If not protected, high-rate water injection will induce significant mechanical and flow-induced vibration on control lines and connections. The placement of fittings, bare control lines, and flatpack across the completion is critical to the success or failure of the downhole equipment. For example, ICV deflectors, installed to protect for casing blast erosion, point the flow downward at a 90° change in direction toward the perforations. Placing bare control lines, or fittings, near this high-energy area is a recipe for failure. Thus, the MZWI DHFC completion design was reconfigured in such a way that only intact flatpack is now exposed to flow, and bare control lines close to the ICV exit are removed from the flow path and packed with Teflon.

Survivability of the completion string was determined, analyzing each component at the weakest wall section and performing proprietary erosional limits method calculations. This modeling, that considers both sand concentration and complex geometries, confirmed all components capable of handling produced water reinjection with a sand content of 3.5 lb/1,000 bbl for a minimum of 15 years injection at 35,000 BWPD.

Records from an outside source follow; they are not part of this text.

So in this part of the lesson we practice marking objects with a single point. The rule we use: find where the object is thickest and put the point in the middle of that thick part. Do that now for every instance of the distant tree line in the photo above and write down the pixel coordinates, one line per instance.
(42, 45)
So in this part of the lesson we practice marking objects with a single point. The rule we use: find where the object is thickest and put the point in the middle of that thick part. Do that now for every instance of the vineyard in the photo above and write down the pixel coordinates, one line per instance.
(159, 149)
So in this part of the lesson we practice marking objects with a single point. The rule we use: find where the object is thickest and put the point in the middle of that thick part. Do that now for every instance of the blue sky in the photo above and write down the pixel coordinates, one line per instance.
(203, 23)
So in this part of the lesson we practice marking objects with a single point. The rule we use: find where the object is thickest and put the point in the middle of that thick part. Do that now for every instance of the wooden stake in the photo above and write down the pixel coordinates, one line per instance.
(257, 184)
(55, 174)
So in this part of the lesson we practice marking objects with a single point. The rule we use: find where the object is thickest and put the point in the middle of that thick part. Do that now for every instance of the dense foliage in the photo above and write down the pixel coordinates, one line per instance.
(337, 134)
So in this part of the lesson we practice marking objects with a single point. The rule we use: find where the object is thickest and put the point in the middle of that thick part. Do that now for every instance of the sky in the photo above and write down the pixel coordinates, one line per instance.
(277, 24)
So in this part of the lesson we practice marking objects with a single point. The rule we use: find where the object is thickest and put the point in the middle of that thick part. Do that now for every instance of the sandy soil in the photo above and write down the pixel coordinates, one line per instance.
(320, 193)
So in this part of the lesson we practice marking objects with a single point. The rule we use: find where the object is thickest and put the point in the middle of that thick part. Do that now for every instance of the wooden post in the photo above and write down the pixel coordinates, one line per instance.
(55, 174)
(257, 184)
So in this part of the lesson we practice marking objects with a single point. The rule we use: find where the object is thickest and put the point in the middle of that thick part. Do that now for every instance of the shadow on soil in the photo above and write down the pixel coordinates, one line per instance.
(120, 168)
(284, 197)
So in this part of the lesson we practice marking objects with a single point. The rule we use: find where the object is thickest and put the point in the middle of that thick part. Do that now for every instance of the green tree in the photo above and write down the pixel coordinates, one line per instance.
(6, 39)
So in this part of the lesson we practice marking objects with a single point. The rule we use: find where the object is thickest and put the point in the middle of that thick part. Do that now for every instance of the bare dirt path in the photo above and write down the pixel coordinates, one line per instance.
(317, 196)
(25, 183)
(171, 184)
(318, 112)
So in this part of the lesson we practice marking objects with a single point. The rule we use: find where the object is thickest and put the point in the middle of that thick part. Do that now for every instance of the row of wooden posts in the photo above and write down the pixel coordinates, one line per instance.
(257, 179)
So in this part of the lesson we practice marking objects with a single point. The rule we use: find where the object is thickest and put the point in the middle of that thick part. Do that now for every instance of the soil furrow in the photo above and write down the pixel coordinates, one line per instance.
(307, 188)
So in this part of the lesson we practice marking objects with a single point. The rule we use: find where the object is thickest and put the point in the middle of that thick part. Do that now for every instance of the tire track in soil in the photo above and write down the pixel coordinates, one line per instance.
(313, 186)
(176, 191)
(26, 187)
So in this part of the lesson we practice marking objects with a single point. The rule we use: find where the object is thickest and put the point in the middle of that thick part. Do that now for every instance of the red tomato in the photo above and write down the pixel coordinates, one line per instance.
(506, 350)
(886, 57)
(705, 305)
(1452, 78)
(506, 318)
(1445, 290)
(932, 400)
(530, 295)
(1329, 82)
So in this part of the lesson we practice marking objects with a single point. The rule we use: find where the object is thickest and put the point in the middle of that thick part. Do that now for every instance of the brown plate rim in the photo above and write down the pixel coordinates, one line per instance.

Thereafter, a well-performance study was undertaken to identify the required controlled-rate range of the ICV choke trim that would effectively balance injection between several reservoir layers. Multiple P10-P50-P90 injectivity scenarios were used to test the ability of various discrete choke trims to manage injection uncertainties and offered good choke resolution across the entire ACG field. Once the ICV choke design was selected, an additional study was conducted to determine overall ICV system performance adjustment due to choke and flow-deflector frictions, enhancing zonal flow-allocation calculations with a less than 15% error vs. surface flow metering.

DHFC installation started in 2016, planned as a four-well trial targeting only two zones. On the first two wells, a lower packer and intermediate completion was installed to mitigate ­anticipated brine losses, and the stacked DHFC upper completion was installed without DTS facility. With post-perforation brine losses deemed manageable, and large-bore drilling de-risked, a third well was drilled with 9⅝-in. casing installed across the reservoir. This enabled the inline-type DHFC completion with DTS to be installed without lower/intermediate completion runs. Successfully installed with precise fluid-loss monitoring, all subsequent completion installations are run as inline and increased in functionality to four-zone access in 2019; as of June 2020, two 4-zone DHFC completions have been installed successfully in ACG.

The next phase of the MZWI project will be tailored for slot recovery and sidetrack workovers. To meet the needs of slot-constrained platforms, a slimhole inline 10,000-psi DHFC design is required in a 7⅝-in. liner size and will require a new, qualified multi-feedthrough packer and a slimhole ICV design for up to four zones with DTS.

References

SPE 196231. Application of Multizone Water Injection Downhole Flow Control Completions with Fibre-Optic Surveillance in Soft Sand Reservoirs by D. Nguyen, I. Macleod, and D. Taylor, et al., BP; and D. Booth, Fircroft Consultant, et al.
SPE 98146. A Critical Review of Chirag Field Completions Performance–Offshore Azerbaijan by B.S. Powers, BP plc, B.M. Edment, Schlumberger, and F.J. Elliott, BP plc, et al.